Он отчетливо помнил свои вечерние беседы с золотоволосой форестьерой, помнил ее рассказы о замученных царизмом, о рудниках и бастионах крепости, и его радость была неподдельна.
— Эвива русская революция!
Таким восклицанием приветствовал он весть о свержении царя.
— Теперь уж никто не повесит форестьеру! — думал он, жадно читая попадавшие к ним на фронт газеты. — Теперь и война пойдет по-другому!
Война пошла по-другому… Но не так, как ожидал Баруччи.
Россия пережила вторую революцию и отказалась продолжать бойню, заключив с Германией сепаратный мир. Этого Баруччи понять не мог. Россия изменила союзникам, в том числе и Италии.
— Вот тебе и русская революция! — смеялись над Баруччи товарищи по полку, зная его за восторженного поклонника России и русских революционеров.
— Это не революционеры, это изменники! — мрачно отплевывался Баруччи. — Это какие-то другие революционеры, не настоящие!..
И он был искренне убежден, что к этим, не настоящим революционерам его знакомая форестьера никакого отношения не имеет. Она никогда не могла бы изменить Италии.
— И даже больше… Она наверное теперь борется против этих изменников!..
Так думал Баруччи, солдат пулеметной команды полка берсальеров.
С этими думами он был зачислен в экспедиционный отряд, отправлявшийся в Россию для борьбы с большевиками.
V
Огромная Сибирь проглотила небольшой экспедиционный отряд итальянских войск так же незаметно, как глотает море утлое суденышко.
Баруччи, привыкший к горным теснинам Альп, был поражен необъятными просторами равнин. Все здесь было необычно. И жилища, и люди, и краски. На всем лежала печать сурового величья. Вместо лазоревого ярко-радостного неба, здесь кучились ватагами молочные облака, ленивые, неповоротливые и хмурые. Дули разгонистые ветры, лохматили холмы, а ночами зажигались звезды, совсем не такие, как в Италии, далекие и бледные…

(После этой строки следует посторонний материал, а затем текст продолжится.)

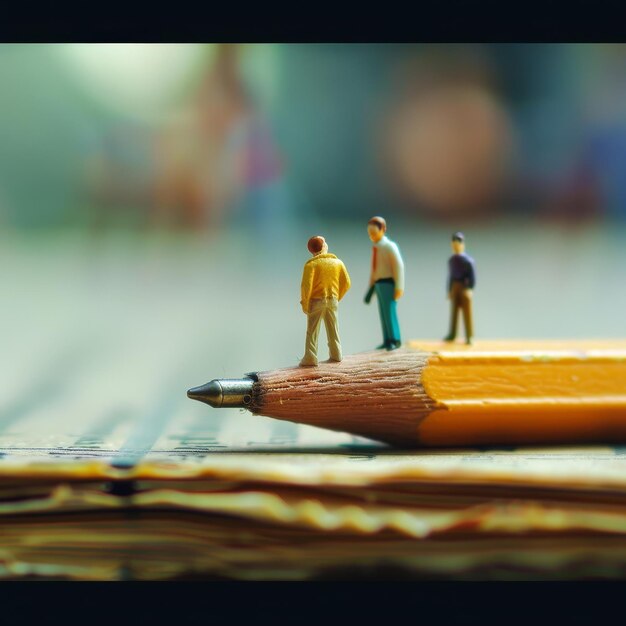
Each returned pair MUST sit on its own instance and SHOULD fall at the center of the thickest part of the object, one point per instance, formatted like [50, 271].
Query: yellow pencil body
[438, 394]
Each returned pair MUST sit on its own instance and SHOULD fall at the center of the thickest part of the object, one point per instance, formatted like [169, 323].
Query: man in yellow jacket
[325, 281]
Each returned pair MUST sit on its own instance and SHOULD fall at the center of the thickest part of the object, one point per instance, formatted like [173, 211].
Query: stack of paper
[108, 471]
[207, 512]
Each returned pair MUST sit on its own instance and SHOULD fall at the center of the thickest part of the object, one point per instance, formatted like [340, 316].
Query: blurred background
[164, 194]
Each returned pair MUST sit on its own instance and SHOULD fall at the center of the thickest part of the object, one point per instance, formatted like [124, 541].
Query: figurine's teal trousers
[385, 290]
[322, 309]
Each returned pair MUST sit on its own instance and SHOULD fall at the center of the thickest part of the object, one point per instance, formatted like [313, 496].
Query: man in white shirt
[387, 280]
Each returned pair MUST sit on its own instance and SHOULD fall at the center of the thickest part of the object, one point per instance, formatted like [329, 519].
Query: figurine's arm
[471, 275]
[344, 281]
[398, 270]
[306, 287]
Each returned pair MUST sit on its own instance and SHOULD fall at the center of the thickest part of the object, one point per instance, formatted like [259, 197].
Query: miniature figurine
[325, 281]
[461, 281]
[387, 280]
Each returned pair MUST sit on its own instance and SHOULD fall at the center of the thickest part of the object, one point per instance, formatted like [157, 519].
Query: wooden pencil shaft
[435, 394]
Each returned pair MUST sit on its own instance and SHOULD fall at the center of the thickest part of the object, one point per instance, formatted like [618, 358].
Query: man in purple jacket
[461, 281]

И поражало молчанье этих просторов. Извечное, древнее, навевающее такие странные мысли, от которых плохо спится ночью.
Первая деревня, в которой расположился отряд, встретила их таким же молчанием. Баруччи не нашел в лицах крестьян радости, какая должна была бы быть у них при виде избавителей от большевистского ига. Бородатые, хмурые, они встретили отряд враждебным молчаньем.